Grafana provides a frontend for visualizing the Prometheus data. A common workflow when exploring the logs and or creating a new dashboard would be:

  1. Visit https://grafana.eks.production.govuk.digital/dashboards
  2. Create a new dashboard, and save it in the Experiments folder
  3. Click “Add visualization”, and select “Prometheus” as the datasoure
  4. Enter your PromQL query into the Metrics browser field (See Grafana tips) for pointers.
  5. If you would like to create a permanent dashboard, select “Export” and then “Export as JSON”.
  6. Copy the output, and open a PR in govuk-helm-charts. Prior art

Grafana tips

  1. When creating a new visualisation, select “Builder” instead of “Code” which provides a nicer UI with drop down menus so you can see, for example, the names of all the labels that are available.
  2. The label filter “job” refers to the name of the application.
  3. The “Explain” toggle is very helpful, it gives recommendations and syntax.
  4. If you open up an existing dashboard and find a panel that is similar to your use case, you can obtain the PromQL expression to use as a starting point by selecting the three dots in the top right hand corner, and then “Explore”.

Alertmanager

Alertmanager reads data directly from Prometheus, and sends notifications when metrics cross predefined thresholds. These thresholds are defined as rules in govuk-helm-charts. See the Prometheus Operator manual on how to write these rules.
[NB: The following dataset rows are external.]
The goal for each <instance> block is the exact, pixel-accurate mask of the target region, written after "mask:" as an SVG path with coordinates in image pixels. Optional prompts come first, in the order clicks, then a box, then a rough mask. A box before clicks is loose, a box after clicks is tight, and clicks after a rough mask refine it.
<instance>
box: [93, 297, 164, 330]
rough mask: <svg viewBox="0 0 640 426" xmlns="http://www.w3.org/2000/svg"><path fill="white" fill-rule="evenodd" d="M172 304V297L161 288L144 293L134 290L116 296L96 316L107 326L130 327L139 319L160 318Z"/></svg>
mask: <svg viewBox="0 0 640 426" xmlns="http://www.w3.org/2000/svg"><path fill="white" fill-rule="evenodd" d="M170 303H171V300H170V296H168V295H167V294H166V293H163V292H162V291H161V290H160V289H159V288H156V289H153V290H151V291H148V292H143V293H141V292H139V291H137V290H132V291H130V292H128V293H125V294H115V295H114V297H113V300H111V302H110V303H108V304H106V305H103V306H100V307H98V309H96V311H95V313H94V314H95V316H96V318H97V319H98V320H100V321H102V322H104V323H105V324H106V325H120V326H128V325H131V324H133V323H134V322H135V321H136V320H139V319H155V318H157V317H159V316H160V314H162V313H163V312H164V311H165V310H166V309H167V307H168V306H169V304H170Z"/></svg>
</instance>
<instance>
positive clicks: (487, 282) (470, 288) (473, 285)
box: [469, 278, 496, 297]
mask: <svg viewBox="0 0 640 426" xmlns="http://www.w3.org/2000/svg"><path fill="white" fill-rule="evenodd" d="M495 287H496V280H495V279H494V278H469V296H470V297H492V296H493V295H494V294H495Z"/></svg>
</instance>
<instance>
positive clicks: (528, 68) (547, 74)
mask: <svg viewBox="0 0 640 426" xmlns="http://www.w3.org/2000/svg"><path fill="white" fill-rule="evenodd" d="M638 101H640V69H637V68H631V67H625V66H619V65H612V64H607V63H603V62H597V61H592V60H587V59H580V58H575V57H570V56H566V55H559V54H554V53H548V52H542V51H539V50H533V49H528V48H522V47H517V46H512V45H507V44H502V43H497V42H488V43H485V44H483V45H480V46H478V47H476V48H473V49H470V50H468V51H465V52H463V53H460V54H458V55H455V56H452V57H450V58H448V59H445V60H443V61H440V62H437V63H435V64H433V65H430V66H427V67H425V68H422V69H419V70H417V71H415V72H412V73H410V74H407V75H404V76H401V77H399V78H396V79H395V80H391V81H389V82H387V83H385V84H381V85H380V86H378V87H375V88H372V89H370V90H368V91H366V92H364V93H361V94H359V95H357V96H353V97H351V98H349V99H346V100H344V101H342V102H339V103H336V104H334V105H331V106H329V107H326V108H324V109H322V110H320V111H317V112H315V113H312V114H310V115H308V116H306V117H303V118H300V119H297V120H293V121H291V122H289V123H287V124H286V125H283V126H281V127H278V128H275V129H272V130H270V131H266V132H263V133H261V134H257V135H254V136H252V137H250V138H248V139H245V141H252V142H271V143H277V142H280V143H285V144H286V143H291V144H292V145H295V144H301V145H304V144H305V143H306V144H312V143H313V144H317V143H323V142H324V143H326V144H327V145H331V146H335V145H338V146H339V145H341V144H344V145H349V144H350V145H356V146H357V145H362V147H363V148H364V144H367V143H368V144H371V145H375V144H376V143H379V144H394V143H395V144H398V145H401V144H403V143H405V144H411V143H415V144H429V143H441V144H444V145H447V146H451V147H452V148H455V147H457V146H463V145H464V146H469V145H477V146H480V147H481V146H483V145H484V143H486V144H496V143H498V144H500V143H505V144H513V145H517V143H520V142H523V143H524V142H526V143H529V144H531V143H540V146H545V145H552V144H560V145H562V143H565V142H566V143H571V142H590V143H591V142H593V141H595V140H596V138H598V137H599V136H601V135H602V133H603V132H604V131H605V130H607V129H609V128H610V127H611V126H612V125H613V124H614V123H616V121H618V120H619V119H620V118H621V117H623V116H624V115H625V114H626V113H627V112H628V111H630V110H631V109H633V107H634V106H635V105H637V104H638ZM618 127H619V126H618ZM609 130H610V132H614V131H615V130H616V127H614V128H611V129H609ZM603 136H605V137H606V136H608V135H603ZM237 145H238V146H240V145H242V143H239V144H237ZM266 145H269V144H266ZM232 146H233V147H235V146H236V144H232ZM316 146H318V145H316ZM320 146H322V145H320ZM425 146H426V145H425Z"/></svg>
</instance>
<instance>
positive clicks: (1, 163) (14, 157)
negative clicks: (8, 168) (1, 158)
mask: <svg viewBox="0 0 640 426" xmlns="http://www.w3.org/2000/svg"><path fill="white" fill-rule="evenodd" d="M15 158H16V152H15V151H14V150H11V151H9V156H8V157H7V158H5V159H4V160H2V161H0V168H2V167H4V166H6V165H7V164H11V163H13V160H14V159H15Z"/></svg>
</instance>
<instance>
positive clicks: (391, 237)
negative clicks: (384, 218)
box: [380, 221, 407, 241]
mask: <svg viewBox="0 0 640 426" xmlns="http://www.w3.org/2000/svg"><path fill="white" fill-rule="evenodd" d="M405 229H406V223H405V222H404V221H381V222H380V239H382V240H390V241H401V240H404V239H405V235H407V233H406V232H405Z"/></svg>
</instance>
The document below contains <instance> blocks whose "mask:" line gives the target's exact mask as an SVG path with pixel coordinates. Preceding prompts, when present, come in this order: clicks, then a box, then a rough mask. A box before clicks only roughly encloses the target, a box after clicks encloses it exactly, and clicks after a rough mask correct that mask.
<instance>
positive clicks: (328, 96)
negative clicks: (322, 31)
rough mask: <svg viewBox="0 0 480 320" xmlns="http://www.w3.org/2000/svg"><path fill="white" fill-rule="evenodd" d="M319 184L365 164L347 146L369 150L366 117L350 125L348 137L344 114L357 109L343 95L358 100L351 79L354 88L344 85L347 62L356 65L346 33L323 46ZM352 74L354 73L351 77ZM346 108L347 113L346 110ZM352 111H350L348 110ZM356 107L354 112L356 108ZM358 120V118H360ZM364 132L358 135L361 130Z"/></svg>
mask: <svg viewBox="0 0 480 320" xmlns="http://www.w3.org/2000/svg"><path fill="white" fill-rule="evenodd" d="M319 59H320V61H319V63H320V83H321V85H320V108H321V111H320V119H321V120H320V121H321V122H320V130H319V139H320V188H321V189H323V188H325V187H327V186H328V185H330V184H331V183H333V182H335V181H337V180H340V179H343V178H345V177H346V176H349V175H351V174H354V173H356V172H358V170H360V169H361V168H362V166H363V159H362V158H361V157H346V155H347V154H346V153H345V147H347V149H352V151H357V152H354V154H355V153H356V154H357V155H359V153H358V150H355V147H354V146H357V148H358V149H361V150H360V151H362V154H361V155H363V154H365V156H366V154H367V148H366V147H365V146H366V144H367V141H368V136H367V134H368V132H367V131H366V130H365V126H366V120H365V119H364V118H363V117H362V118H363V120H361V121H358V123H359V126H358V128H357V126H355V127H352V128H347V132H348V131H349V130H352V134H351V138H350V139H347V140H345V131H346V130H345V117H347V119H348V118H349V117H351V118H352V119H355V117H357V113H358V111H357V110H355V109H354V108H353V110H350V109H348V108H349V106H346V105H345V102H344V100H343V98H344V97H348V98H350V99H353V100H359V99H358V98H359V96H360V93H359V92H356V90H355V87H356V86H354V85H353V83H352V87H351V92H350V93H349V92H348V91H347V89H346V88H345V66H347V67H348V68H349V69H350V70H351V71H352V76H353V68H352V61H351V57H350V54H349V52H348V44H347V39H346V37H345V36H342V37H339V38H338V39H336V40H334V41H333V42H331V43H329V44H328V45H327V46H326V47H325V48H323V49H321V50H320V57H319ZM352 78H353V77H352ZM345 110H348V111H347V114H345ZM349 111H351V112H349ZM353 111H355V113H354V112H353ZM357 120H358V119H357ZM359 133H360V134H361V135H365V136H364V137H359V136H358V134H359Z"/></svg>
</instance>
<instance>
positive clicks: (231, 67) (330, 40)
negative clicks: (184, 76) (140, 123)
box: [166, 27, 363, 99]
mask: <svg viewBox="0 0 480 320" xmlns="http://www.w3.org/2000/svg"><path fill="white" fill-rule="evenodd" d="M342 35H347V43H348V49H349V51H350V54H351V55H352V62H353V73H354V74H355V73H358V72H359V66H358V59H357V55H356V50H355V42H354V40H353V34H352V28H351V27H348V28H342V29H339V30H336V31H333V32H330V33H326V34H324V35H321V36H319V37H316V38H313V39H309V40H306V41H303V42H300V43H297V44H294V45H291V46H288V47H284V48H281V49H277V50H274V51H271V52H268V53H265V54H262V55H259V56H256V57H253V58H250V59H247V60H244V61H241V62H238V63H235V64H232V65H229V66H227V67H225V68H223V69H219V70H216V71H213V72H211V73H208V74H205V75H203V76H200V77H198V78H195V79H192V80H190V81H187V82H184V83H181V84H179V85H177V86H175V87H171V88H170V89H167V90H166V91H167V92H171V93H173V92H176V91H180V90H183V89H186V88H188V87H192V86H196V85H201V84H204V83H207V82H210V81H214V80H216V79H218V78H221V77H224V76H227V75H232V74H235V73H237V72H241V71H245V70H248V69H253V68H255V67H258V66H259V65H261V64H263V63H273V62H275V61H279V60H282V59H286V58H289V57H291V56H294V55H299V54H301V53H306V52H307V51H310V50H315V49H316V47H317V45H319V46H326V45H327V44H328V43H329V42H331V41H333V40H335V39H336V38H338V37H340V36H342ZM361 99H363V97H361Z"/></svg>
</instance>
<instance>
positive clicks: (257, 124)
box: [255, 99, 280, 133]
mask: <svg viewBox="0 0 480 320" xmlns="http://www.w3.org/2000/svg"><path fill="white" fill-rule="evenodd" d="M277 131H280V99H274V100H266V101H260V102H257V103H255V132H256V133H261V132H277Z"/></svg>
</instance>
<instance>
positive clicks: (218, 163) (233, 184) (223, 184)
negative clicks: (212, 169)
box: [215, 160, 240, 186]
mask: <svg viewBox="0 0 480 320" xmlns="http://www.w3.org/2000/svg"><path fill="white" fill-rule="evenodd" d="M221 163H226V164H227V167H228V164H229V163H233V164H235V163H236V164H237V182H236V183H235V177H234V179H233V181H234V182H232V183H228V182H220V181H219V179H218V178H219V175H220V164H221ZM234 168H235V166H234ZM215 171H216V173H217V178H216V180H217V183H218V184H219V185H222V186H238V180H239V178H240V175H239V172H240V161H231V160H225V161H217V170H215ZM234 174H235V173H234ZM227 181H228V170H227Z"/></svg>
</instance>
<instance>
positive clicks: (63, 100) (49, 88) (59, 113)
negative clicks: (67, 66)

It is also possible to see all of the configured alerts via the Prometheus UI itself, by clicking the Alerts tab.

Somewhat confusingly, the Alertmanager UI does not show all configured alerts, only those which are currently firing.

Alert severity levels

As part of the rule definition, each alert is labelled with one of the following severity levels (in decreasing order of urgency), to indicate the impact and expected response time:

  • Page: Used for urgent, severe conditions that require an immediate response, even out-of-hours. These alerts will be forwarded to PagerDuty. Examples include conditions that make the service unusable or imminently unusable e.g. database is out of disk space.
  • Critical: Used for conditions that should be addressed promptly within usual business hours, but do not require immediate out-of-hours attention. Examples include conditions that are likely to cause an outage soon e.g. disk usage at 90% with less than a day of capacity left.
  • Warning: Used as an early indicator of abnormal conditions, that might require investigation during usual business hours if they persist e.g. disk usage at 70%.

Alerts for purely informational or debugging conditions should be avoided, to reduce noise and alert fatigue.